The indication in the statement that this upside risk is less than in the previous two policy meetings is bizarre at best—the MPC did not exist prior to this month’s meeting. The fact that it chose to express the upside risk to inflation is itself meaningful. Notably the biannual monetary policy report in April showed an inflation forecast of 5.1% in the first quarter of 2017; this has been revised up to 5.3% this month.
I personally can’t recall a rate cut by any credible MPC while indicating an upside risk to its short-term inflation forecast. The issue here isn’t the accuracy of the inflation forecast but the internal consistency of the action on interest rates and the inflation outlook.
It isn’t clear if the issue of real interest rates was discussed by the MPC—the policy statement doesn’t mention it. However, in the post-policy briefing, it was mentioned (not volunteered but in reply to a question) that it has come down, to around 125 basis points versus the RBI’s prior guidance of 150-200 basis points (one basis point is one-hundredth of a percentage point).
Now, the appropriate level of real interest rates (distinct from but confused with neutral rates) is not cast in stone, but the sudden change in the thought process is significant. Neither the weakness in global growth nor the downward shift in neutral interest rates globally is anything new—it isn’t clear what prompted RBI to signal this shift now and that too in the manner in which it was communicated. Why should another lowering of this guidance, say, next year be ruled out?
To be fair, the most important aspect of the MPC decision doesn’t involve the less-than-effective drafting of the policy statement, or the inexcusably rushed let’s-get-done-with-this briefing by RBI. The crucial aspect is that the MPC has to operate within the mandate given to it. It is here that the government has softened its stand on inflation.
The 4% inflation target (with a range of +/-2%) is now to be achieved over the medium term rather than by early 2018 (announced sufficiently well in advance). One wonders if, as long as inflation is sufficiently below 6% (say, 5-5.3%), the government and the MPC will be broadly sanguine about inflation.
It is disappointing that after having made significant progress in lowering inflation and anchoring expectations towards 4% by early 2018, the government has backtracked on that goal.
Indeed, abandoning the prior time frame only shows that the government isn’t convinced about its own measures to lower trend inflation.
The 4% inflation target to be achieved over the (fuzzy) medium term within the exceptionally wide 2-6% range given to the MPC is almost meaningless, in my view. This is because the range is way too wide, with no near-term, time-bound target anchor within it. Interestingly, the RBI has raised its early 2018 inflation forecast but the MPC has still cut interest rates—abandoning the prior timeline created that room. There is no reason to think the same won’t be repeated as long as inflation is adequately below 6%.
Frankly, the RBI’s inflation forecast of 4.5% (revised up from 4.2%) for early 2018 remains ambitious.
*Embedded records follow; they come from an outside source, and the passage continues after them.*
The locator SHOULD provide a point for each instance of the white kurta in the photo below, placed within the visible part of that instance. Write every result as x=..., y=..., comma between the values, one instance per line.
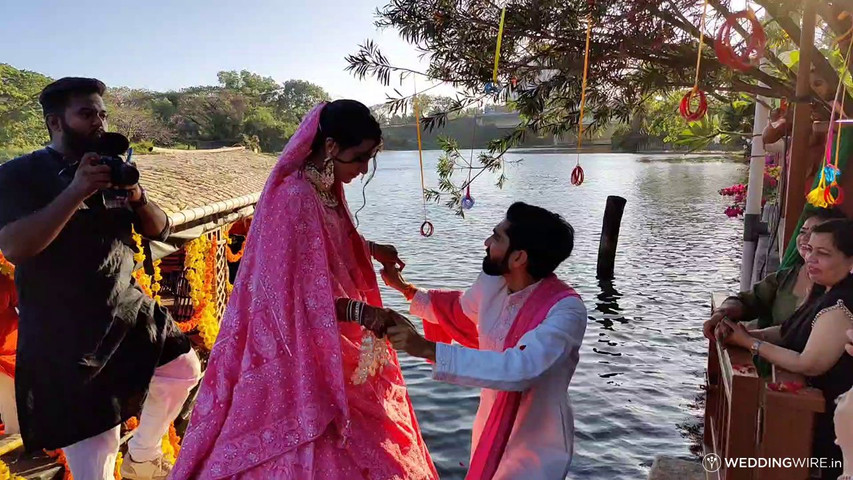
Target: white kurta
x=541, y=365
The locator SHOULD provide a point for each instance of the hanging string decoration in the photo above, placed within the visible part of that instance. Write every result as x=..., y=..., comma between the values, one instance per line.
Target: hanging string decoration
x=493, y=87
x=577, y=172
x=695, y=94
x=829, y=193
x=468, y=200
x=426, y=227
x=753, y=49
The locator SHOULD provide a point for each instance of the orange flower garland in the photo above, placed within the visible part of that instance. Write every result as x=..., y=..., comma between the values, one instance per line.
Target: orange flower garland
x=6, y=473
x=171, y=444
x=150, y=287
x=200, y=266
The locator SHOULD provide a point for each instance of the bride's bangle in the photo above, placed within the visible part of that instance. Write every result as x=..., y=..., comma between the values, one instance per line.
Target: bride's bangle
x=410, y=291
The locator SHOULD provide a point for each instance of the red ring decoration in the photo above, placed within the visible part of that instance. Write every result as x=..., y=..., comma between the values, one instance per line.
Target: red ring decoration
x=686, y=104
x=577, y=176
x=755, y=46
x=833, y=200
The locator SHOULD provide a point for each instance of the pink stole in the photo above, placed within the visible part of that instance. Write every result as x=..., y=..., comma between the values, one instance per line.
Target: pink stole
x=453, y=324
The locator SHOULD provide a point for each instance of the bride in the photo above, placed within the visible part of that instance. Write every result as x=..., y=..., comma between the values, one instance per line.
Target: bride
x=299, y=384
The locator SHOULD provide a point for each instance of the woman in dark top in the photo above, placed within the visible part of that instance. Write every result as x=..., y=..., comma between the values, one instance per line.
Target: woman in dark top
x=812, y=342
x=774, y=300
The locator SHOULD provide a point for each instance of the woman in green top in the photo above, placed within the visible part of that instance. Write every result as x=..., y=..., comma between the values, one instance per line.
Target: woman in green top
x=774, y=299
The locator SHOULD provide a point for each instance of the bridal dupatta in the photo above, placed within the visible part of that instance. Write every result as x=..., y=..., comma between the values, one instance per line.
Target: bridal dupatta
x=277, y=399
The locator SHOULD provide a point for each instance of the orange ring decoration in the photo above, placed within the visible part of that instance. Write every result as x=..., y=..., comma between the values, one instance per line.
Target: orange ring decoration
x=833, y=200
x=755, y=45
x=577, y=176
x=685, y=108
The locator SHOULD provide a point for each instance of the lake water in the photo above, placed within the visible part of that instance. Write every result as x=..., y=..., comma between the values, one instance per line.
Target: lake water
x=637, y=390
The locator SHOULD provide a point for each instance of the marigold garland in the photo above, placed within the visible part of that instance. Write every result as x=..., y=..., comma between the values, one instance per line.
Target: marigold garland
x=171, y=444
x=132, y=423
x=6, y=473
x=200, y=266
x=150, y=286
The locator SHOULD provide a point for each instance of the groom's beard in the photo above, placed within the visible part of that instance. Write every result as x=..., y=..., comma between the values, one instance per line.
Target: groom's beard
x=78, y=143
x=495, y=268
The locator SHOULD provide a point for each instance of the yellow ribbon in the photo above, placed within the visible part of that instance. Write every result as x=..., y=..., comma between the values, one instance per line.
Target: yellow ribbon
x=498, y=49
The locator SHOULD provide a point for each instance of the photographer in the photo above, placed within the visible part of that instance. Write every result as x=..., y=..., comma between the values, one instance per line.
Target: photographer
x=92, y=346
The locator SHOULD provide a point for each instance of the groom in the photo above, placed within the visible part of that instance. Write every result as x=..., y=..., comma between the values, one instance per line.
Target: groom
x=519, y=330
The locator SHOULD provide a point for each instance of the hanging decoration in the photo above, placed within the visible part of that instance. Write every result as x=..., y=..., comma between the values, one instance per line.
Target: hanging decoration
x=577, y=172
x=695, y=94
x=468, y=200
x=828, y=192
x=493, y=87
x=426, y=227
x=150, y=284
x=751, y=53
However, the government’s backtracking and the new fuzzy timeline offers scope for the MPC to cut interest rates even if inflation in early 2018 were to be revised up to, say, 5%!
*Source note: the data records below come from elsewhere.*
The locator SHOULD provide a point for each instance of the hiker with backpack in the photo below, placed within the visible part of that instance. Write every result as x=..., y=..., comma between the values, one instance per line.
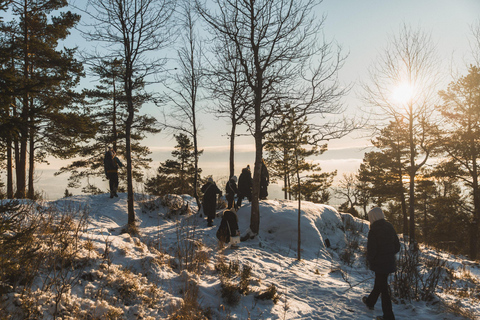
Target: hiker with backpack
x=210, y=191
x=111, y=164
x=230, y=191
x=382, y=245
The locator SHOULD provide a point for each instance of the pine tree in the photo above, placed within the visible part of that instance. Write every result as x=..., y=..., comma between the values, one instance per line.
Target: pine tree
x=384, y=171
x=108, y=110
x=175, y=176
x=285, y=147
x=460, y=112
x=43, y=104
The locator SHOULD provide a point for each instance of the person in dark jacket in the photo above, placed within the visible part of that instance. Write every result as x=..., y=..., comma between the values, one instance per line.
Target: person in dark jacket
x=244, y=186
x=264, y=181
x=230, y=191
x=210, y=191
x=382, y=245
x=228, y=226
x=111, y=164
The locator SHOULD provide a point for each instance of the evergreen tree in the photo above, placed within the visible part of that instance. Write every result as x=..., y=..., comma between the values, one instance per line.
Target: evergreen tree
x=287, y=151
x=383, y=171
x=43, y=104
x=175, y=176
x=460, y=112
x=108, y=109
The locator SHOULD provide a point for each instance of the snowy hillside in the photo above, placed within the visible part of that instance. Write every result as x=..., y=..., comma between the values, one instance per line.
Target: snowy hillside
x=176, y=262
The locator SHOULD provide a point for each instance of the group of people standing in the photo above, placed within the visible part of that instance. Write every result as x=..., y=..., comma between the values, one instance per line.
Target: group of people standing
x=382, y=244
x=241, y=191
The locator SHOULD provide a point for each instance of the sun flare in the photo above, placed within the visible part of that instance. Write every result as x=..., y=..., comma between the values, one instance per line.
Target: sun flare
x=402, y=93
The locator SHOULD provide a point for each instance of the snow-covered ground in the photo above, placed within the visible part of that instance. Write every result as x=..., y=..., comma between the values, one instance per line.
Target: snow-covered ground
x=145, y=276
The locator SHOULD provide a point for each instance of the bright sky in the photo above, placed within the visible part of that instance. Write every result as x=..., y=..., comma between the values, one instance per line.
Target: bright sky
x=362, y=28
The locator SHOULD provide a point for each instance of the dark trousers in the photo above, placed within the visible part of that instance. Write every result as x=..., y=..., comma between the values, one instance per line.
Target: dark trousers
x=381, y=288
x=113, y=181
x=230, y=200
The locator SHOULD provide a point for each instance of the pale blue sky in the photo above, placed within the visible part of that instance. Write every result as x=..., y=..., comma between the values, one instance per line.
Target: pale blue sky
x=362, y=28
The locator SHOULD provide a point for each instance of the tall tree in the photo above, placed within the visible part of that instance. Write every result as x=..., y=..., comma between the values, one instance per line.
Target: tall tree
x=185, y=98
x=460, y=112
x=45, y=78
x=230, y=97
x=402, y=85
x=282, y=60
x=175, y=176
x=107, y=104
x=133, y=30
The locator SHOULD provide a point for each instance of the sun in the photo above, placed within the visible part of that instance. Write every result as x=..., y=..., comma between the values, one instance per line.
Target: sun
x=403, y=93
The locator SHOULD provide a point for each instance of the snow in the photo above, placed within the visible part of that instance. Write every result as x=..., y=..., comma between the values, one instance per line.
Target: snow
x=141, y=276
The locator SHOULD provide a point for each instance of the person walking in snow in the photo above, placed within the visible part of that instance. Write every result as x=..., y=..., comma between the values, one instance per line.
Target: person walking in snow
x=210, y=191
x=264, y=181
x=230, y=191
x=382, y=245
x=111, y=164
x=228, y=226
x=244, y=186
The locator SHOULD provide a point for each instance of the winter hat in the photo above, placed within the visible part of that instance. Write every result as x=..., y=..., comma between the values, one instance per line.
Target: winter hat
x=375, y=214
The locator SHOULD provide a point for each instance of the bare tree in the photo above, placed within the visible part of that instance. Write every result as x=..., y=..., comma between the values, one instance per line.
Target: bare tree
x=183, y=115
x=133, y=31
x=475, y=42
x=282, y=60
x=403, y=85
x=228, y=88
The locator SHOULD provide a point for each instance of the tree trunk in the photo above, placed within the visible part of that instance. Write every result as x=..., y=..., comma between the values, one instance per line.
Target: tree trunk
x=232, y=150
x=128, y=149
x=9, y=169
x=412, y=180
x=299, y=241
x=195, y=179
x=476, y=203
x=31, y=163
x=21, y=169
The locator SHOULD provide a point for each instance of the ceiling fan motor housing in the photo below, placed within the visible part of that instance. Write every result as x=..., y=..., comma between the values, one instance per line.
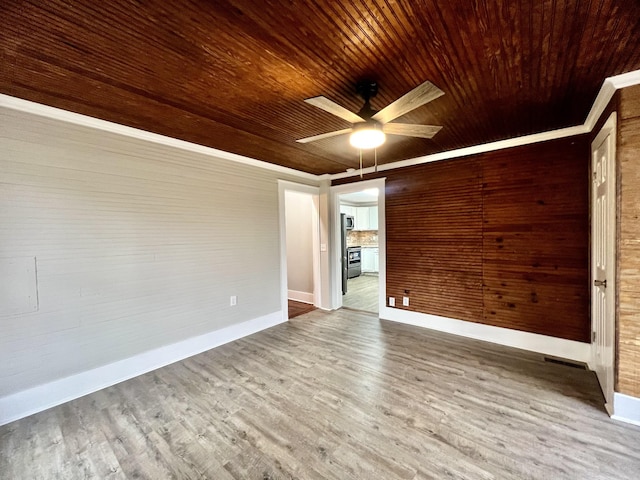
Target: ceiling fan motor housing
x=367, y=89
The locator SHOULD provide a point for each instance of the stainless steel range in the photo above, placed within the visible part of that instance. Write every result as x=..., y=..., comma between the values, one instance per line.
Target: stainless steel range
x=354, y=262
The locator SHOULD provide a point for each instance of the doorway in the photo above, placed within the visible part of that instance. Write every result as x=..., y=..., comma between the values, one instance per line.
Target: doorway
x=603, y=257
x=359, y=245
x=300, y=248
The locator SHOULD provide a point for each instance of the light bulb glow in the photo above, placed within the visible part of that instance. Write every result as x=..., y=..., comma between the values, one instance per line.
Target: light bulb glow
x=367, y=137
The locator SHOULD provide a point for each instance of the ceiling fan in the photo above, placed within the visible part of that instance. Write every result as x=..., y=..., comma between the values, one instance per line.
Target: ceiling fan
x=370, y=126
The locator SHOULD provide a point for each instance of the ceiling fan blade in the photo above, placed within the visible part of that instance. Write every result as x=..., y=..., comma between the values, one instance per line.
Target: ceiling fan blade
x=332, y=107
x=410, y=130
x=323, y=136
x=417, y=97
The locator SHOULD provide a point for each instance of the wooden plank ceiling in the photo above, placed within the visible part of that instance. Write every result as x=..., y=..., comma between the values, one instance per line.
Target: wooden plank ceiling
x=232, y=74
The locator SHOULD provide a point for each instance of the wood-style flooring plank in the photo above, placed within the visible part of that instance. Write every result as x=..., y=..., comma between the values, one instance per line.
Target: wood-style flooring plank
x=340, y=395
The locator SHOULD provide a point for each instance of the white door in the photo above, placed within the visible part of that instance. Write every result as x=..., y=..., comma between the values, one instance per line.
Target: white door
x=603, y=228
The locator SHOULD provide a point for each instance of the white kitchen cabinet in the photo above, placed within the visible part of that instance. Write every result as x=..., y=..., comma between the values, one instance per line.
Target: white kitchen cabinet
x=348, y=210
x=365, y=218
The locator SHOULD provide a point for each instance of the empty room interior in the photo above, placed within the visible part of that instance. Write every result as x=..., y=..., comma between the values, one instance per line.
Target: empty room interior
x=320, y=240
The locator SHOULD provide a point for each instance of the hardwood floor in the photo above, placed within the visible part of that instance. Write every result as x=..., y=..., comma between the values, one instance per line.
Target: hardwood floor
x=299, y=308
x=362, y=293
x=337, y=395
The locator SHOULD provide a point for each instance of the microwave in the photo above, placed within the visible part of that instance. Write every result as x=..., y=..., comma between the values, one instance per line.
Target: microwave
x=349, y=222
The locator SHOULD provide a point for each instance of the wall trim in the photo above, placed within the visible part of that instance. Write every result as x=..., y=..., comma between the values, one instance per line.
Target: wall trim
x=473, y=150
x=534, y=342
x=609, y=86
x=626, y=408
x=608, y=89
x=33, y=400
x=304, y=297
x=41, y=110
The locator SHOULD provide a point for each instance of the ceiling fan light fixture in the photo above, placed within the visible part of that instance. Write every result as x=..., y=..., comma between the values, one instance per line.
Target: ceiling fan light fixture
x=367, y=135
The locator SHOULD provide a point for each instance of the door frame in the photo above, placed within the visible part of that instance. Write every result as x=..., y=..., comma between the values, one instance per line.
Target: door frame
x=283, y=187
x=608, y=129
x=336, y=254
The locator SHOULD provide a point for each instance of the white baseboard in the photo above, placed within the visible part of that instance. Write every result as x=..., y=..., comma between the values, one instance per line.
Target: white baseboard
x=27, y=402
x=303, y=297
x=626, y=408
x=557, y=347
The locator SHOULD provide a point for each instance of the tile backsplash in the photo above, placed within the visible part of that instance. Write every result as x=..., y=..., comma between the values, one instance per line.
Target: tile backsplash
x=362, y=237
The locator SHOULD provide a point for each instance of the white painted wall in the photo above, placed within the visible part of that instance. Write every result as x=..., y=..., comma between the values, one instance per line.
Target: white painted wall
x=299, y=216
x=137, y=246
Rather than lowering trend inflation to ensure a sustained and significant decline in interest rates, the government has effectively favoured higher near-term inflation so that interest rates can be brought down in the short term. It is ironic that governor Urjit Patel, a key architect of the path-breaking monetary framework reform to facilitate lower trend inflation, presided over its public crippling.
Rajeev Malik is a senior economist at CLSA, Singapore.These are his personal views.